Bagaimana cara mengatasinya?

1. Keteladanan yang benar
Dari orang tua, guru, kakak seniornya di sekolah, adalah energy yang sangat kuat daya tariknya. Orang2 yang dulunya mengusir Nabi, akhirnya sebagian besar mereka menjadi pendukung2 Nabi. Jadi memang harus ada uswah (keteladanan).

Sebelum orang tua menyuruh anaknya sholat, maka orang tua harus lebih dulu melakukannya. Ketika ibu menyuruh anaknya menutup aurat, ibunya lebih dulu memberikan teladan. Teladan dalam berbicara dengan lawan jenis, dsbnya.

Keteladanan sebelum mendidik.

Di zaman dahulu, belum banyak orang2 yang mendapatkan titel2 kesarjanaan. Ulama2 yang tidak mendapatkan titel sebatas Tsanawiyah ini, memiliki santri2 yang rajin sholat. Karena keteladanan gurunya.

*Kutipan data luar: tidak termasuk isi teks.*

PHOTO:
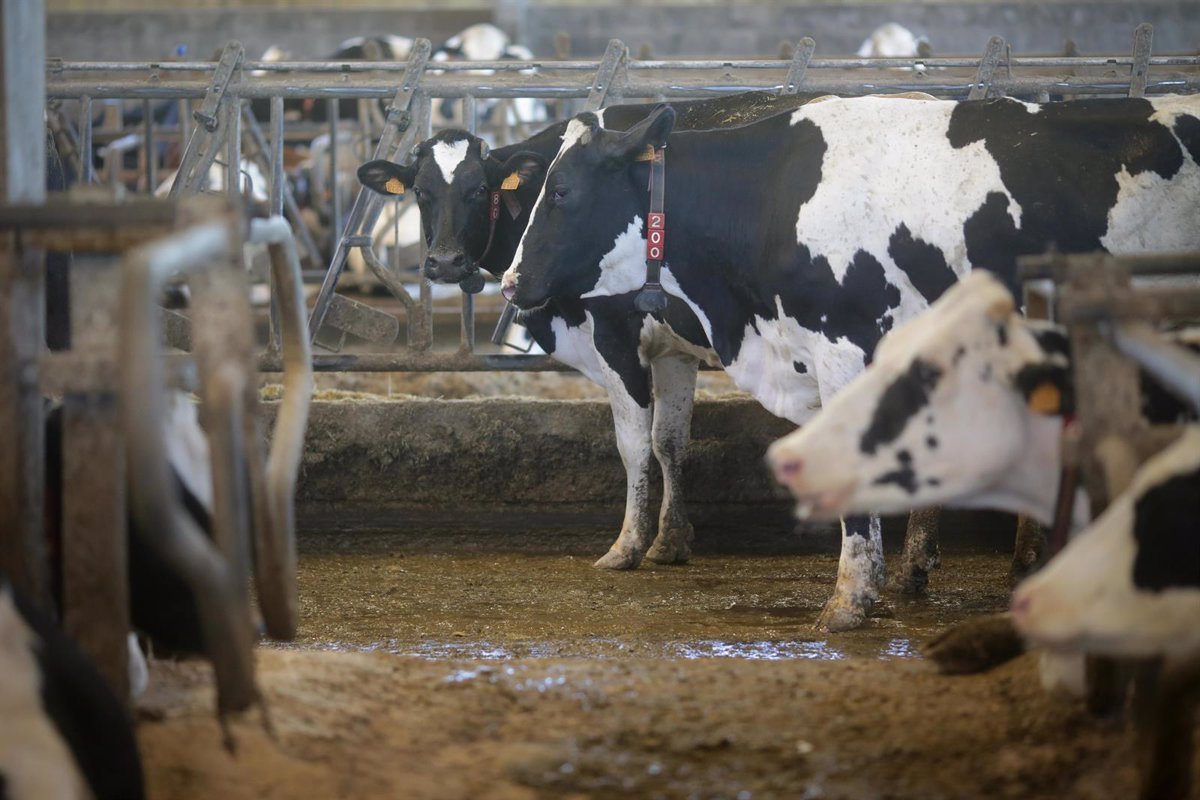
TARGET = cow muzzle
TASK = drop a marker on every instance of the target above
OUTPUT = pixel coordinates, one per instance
(454, 268)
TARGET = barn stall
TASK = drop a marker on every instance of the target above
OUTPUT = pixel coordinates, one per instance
(435, 626)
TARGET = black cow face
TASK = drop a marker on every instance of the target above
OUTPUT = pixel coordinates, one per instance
(451, 178)
(586, 216)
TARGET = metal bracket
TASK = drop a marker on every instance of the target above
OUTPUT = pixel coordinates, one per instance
(207, 136)
(367, 204)
(801, 58)
(1143, 42)
(615, 58)
(988, 65)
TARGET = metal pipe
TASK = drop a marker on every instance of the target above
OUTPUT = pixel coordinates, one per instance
(276, 557)
(85, 164)
(151, 150)
(1173, 366)
(154, 503)
(592, 65)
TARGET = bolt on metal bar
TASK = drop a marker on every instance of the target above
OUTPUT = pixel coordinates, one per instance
(397, 124)
(1143, 43)
(988, 65)
(801, 59)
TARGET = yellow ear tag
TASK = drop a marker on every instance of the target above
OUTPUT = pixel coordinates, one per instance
(1045, 398)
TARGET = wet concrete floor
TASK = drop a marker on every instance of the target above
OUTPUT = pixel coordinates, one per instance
(469, 594)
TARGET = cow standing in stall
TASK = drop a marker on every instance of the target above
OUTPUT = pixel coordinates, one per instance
(798, 241)
(475, 204)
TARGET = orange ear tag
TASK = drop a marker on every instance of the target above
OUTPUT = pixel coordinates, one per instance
(1045, 398)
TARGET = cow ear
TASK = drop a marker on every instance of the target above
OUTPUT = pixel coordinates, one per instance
(649, 133)
(1047, 389)
(385, 178)
(520, 169)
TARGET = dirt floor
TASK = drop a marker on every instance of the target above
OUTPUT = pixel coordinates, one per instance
(459, 667)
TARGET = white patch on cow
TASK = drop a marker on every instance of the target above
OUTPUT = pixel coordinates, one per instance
(623, 268)
(891, 40)
(888, 162)
(1153, 214)
(448, 155)
(1085, 600)
(35, 761)
(575, 133)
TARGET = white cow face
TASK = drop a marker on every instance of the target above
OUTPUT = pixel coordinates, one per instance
(941, 415)
(1129, 584)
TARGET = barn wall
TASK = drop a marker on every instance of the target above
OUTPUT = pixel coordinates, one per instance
(517, 453)
(729, 29)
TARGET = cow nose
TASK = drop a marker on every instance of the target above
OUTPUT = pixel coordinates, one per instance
(786, 469)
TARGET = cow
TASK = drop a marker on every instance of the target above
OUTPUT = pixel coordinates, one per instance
(651, 391)
(799, 240)
(906, 432)
(63, 732)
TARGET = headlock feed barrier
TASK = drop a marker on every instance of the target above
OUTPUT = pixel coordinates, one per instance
(217, 96)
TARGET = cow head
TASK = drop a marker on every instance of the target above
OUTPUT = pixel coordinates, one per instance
(451, 175)
(960, 407)
(1128, 585)
(589, 216)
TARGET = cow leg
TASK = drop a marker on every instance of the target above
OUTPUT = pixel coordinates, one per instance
(1029, 554)
(921, 553)
(675, 390)
(634, 425)
(859, 575)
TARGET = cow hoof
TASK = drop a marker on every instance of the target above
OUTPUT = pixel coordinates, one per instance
(617, 559)
(910, 582)
(673, 553)
(840, 615)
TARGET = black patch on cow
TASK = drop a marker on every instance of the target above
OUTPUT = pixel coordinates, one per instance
(923, 263)
(1060, 164)
(1165, 531)
(91, 721)
(1187, 127)
(903, 476)
(904, 398)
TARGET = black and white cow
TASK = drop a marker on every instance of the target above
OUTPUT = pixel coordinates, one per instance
(1129, 583)
(798, 241)
(63, 732)
(651, 389)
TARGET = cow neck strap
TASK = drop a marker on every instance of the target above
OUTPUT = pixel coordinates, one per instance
(652, 299)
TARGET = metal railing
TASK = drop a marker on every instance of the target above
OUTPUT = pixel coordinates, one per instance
(412, 88)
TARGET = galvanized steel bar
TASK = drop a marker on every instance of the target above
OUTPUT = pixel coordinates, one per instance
(1143, 43)
(399, 124)
(87, 168)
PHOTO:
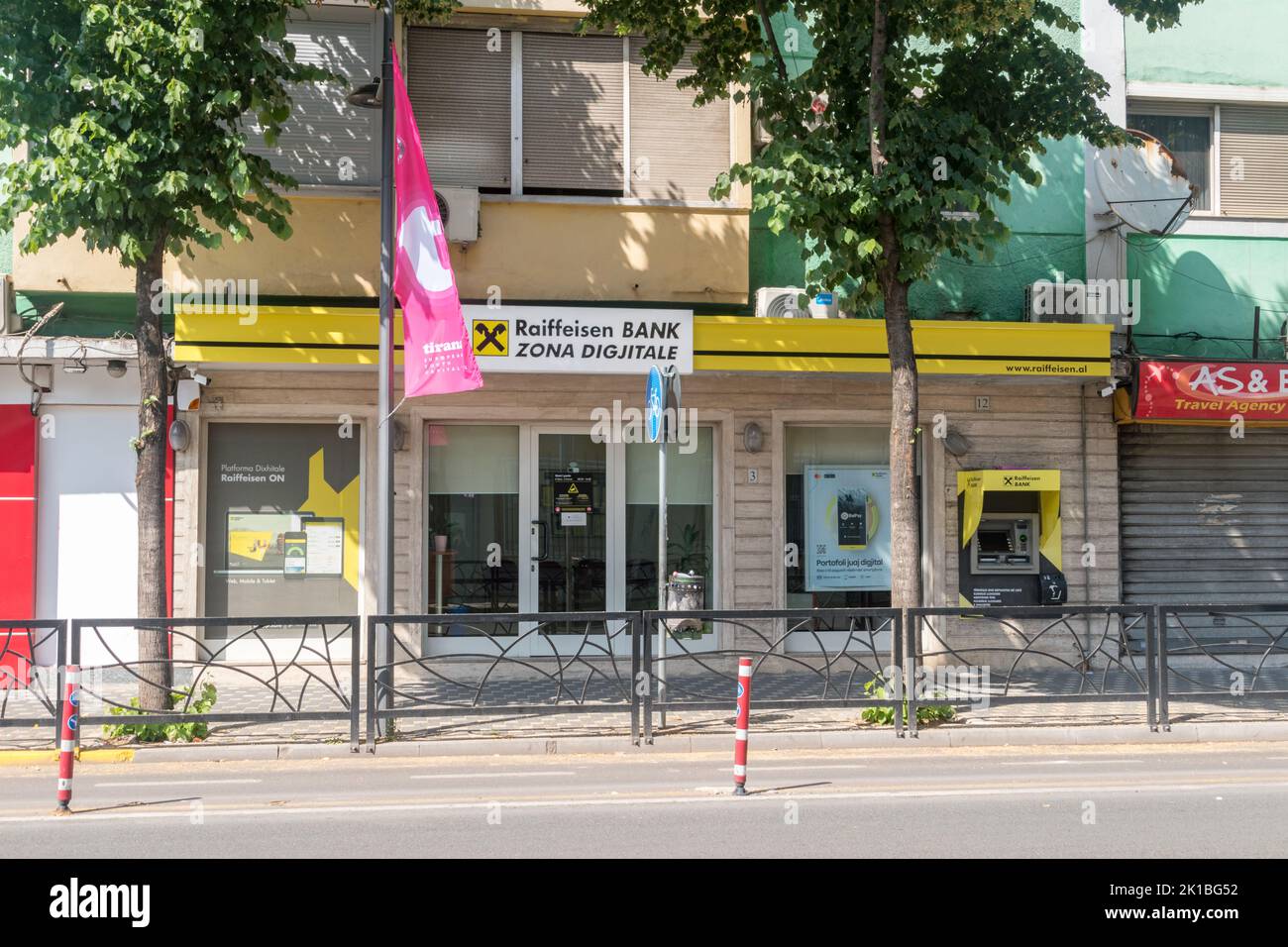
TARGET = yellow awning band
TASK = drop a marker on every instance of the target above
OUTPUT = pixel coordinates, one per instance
(334, 335)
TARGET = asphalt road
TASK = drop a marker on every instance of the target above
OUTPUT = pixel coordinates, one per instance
(1209, 800)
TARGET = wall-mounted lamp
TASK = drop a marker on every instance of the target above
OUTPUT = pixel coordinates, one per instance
(180, 434)
(956, 442)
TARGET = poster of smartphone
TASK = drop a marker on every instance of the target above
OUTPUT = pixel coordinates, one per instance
(846, 528)
(851, 519)
(325, 544)
(295, 557)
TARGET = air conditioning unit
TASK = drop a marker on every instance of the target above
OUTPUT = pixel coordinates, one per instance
(11, 324)
(1055, 302)
(459, 206)
(784, 302)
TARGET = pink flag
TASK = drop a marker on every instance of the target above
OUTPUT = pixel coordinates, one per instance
(438, 357)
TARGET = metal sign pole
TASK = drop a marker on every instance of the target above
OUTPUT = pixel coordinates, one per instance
(661, 571)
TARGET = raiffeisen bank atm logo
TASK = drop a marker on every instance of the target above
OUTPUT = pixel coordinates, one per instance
(490, 338)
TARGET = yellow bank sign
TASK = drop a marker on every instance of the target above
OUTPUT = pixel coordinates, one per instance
(587, 341)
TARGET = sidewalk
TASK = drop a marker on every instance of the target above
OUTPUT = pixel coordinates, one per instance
(1048, 724)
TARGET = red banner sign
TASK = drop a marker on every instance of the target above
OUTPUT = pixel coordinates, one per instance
(1212, 390)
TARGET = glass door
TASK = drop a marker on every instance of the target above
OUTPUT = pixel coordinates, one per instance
(572, 531)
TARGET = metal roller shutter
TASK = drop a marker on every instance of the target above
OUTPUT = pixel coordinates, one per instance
(1254, 161)
(1205, 515)
(677, 150)
(325, 133)
(459, 85)
(574, 123)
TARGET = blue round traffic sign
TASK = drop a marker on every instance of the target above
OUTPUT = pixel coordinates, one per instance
(655, 399)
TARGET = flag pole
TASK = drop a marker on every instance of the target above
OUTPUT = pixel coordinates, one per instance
(384, 399)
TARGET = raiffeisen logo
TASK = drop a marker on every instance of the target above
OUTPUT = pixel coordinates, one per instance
(73, 900)
(430, 348)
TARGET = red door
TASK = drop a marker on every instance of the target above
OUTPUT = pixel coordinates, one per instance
(17, 538)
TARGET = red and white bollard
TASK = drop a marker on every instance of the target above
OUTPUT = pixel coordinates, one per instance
(67, 741)
(739, 736)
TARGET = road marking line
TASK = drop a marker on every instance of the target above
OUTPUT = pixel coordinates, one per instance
(1070, 763)
(793, 770)
(172, 783)
(776, 797)
(483, 776)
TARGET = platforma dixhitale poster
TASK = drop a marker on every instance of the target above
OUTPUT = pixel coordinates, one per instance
(846, 528)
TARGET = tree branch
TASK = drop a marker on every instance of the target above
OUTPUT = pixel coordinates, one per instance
(877, 118)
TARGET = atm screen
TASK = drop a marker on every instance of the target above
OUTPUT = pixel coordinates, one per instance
(993, 540)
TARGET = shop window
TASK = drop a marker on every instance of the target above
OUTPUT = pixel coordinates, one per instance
(837, 509)
(691, 530)
(571, 95)
(1188, 137)
(282, 519)
(326, 141)
(472, 519)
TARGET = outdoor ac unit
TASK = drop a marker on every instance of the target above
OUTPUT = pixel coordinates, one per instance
(11, 324)
(784, 302)
(1055, 302)
(459, 206)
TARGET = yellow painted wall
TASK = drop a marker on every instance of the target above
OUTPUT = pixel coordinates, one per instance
(529, 250)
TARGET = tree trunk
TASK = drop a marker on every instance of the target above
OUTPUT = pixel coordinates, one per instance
(155, 669)
(905, 509)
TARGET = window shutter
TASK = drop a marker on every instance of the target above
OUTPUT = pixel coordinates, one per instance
(325, 133)
(460, 90)
(677, 150)
(572, 112)
(1254, 161)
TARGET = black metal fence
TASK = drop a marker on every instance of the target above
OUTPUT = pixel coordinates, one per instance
(1031, 655)
(1232, 655)
(643, 665)
(848, 657)
(273, 669)
(500, 665)
(31, 664)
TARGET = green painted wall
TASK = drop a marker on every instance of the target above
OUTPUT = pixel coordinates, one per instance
(5, 236)
(1046, 237)
(1202, 50)
(1198, 295)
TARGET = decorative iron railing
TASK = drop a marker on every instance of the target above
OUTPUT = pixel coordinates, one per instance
(1229, 654)
(645, 664)
(848, 657)
(31, 672)
(266, 669)
(1031, 655)
(502, 664)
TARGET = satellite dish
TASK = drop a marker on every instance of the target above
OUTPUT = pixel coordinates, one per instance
(1145, 185)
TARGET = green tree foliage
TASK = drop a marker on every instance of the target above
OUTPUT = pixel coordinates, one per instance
(909, 110)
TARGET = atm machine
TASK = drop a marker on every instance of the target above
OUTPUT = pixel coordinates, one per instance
(1010, 539)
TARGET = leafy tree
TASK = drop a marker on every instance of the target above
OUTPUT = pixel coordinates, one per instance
(130, 115)
(909, 110)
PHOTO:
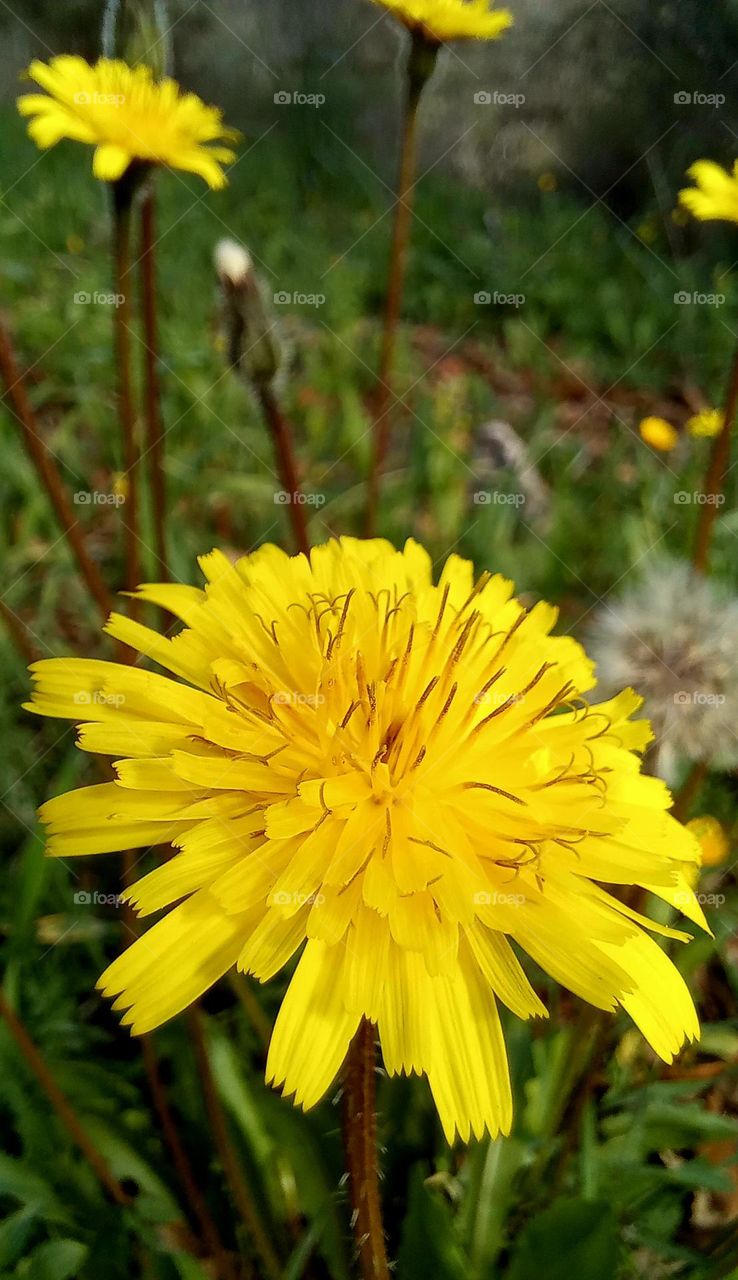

Jadi yang dilihat adalah keindahan akhlak orang tuanya, guru2nya, pemimpinnya.

Maka ketika Allah berfirman “wa innaka la alaa khuluqin adzhim (Dan sesungguhnya kamu (Muhammad) benar-benar berbudi pekerti yang agung.” lalu berikutnya Allah sebutkan “fasatub shirun wa yub shirun ” (Maka kelak kamu akan melihat dan mereka (orang-orang kafir) pun akan melihat). Ini maksudnya, keteladanan akhlaq mulia itu akan dilihat orang2.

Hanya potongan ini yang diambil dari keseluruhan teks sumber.